S-QUERY: Opening the Black Box of the Internal Stream Processor State

22.11.22 by Marios Fragkoulis

S-QUERY: Opening the Black Box of the Internal Stream Processor State

7 min read

S-Query is joint research work between Delivery Hero and Delft University of Technology (TU Delft) carried out by Jim Verheijde (TU Delft), Vassilios Karakoidas (DH), Marios Fragkoulis (DH), and Asterios Katsifodimos (TU Delft). The research paper appeared in this year’s International Conference on Data Engineering (ICDE’22), which consistently receives the highest rank in computer science research venues.

Stream processing systems process a potentially infinite stream of records continuously, and periodically output the results of their execution. Records signify flat structured data like database records. You can think of stream processing as the transposition of database queries. In database queries, data is static and queries are executed against it, while in stream processing, queries are static and data flows through them while being subjected to transformations. To satisfy the ever-increasing application requirements for scalable, efficient, and accurate data processing on the fly, modern stream processing systems are sophisticated distributed systems able to be deployed on hundreds of nodes and produce correct results with millisecond latencies while gracefully tolerating faults.

Many of the computations supported by stream processing systems, we shall call them streaming systems for brevity, are inherently stateful. The system is obliged to record the state of a computation because it is needed to produce a desired output. An example of a stateful computation shown below is an operator that sums and counts the records input up to that point to produce an average value, which it immediately emits. Although the state is recorded in main memory and is periodically checkpointed into reliable storage to survive failures, it is not exposed to applications, which only observe the periodic output of the performed transformations on the input data.
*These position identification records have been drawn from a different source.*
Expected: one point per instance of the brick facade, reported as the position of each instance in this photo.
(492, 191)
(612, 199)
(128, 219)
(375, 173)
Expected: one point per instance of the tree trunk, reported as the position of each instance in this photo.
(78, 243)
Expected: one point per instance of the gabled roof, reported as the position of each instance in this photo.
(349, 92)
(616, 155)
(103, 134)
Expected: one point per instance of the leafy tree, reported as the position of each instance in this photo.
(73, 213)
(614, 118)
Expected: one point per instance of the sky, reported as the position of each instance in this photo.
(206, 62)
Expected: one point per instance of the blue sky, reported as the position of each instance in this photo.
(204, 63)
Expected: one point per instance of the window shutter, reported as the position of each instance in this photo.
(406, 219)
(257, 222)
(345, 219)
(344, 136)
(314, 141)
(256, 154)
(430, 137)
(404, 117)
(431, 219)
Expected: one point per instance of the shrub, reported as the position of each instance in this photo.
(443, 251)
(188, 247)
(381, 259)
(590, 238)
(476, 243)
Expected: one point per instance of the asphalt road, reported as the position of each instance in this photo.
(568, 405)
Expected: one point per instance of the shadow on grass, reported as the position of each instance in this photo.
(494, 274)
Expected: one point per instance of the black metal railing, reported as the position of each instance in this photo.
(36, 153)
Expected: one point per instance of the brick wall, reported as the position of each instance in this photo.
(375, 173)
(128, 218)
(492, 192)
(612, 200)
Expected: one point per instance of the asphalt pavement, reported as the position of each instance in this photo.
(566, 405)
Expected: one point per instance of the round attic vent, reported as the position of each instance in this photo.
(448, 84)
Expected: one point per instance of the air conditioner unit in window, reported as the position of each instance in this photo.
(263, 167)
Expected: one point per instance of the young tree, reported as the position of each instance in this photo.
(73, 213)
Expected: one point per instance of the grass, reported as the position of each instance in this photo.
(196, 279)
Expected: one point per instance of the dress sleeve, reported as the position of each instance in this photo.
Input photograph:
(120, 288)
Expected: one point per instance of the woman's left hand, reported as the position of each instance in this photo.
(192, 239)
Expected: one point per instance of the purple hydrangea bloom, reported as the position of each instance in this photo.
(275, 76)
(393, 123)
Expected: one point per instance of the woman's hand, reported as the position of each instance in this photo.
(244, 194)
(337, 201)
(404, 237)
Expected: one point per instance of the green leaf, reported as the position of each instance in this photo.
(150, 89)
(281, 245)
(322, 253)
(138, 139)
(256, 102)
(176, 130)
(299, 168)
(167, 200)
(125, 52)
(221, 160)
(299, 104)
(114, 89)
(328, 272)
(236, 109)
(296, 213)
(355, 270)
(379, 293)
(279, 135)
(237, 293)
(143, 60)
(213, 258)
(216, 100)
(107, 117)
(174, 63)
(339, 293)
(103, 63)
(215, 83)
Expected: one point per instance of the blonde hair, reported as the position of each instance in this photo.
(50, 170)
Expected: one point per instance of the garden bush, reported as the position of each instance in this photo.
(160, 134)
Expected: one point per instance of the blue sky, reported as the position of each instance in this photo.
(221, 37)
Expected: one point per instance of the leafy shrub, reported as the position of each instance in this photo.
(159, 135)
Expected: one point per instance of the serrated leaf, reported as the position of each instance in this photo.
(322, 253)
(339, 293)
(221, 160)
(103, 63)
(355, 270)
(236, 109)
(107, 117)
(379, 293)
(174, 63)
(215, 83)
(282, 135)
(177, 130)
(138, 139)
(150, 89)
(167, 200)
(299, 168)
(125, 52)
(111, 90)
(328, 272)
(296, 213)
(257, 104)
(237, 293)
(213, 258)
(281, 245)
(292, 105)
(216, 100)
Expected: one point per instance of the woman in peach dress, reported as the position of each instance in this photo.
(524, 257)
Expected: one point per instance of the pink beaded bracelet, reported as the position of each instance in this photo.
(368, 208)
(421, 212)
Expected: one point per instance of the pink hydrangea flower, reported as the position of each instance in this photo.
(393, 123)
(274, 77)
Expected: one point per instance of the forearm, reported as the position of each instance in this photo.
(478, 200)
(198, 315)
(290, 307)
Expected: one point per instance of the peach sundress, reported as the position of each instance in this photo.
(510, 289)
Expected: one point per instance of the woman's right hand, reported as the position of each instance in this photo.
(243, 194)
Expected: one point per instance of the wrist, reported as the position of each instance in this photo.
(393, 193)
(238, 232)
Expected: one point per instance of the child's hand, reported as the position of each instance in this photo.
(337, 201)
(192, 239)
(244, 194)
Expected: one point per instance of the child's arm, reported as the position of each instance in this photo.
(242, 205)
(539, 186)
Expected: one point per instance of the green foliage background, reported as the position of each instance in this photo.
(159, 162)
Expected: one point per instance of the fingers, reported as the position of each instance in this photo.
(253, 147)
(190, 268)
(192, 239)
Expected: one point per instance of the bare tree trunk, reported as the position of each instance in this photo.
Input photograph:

Exposing and querying the distributed state of a streaming system, which in short we refer to as queryable state, introduces novel use cases. Beyond analytics, streaming systems are used nowadays to serve machine learning models and run cloud applications based on microservices and stateful functions. For such operational use cases, the ability to query the distributed state of a streaming system in one shot offers a database view of its processing state, similar to what query interfaces offer in traditional database systems. For instance, an e-commerce application running on top of a streaming system would be able to join user accounts with purchases to determine sales grouped by user characteristics, such as age and gender. Lastly, queries to the state unlock debugging, auditing, and compliance use cases.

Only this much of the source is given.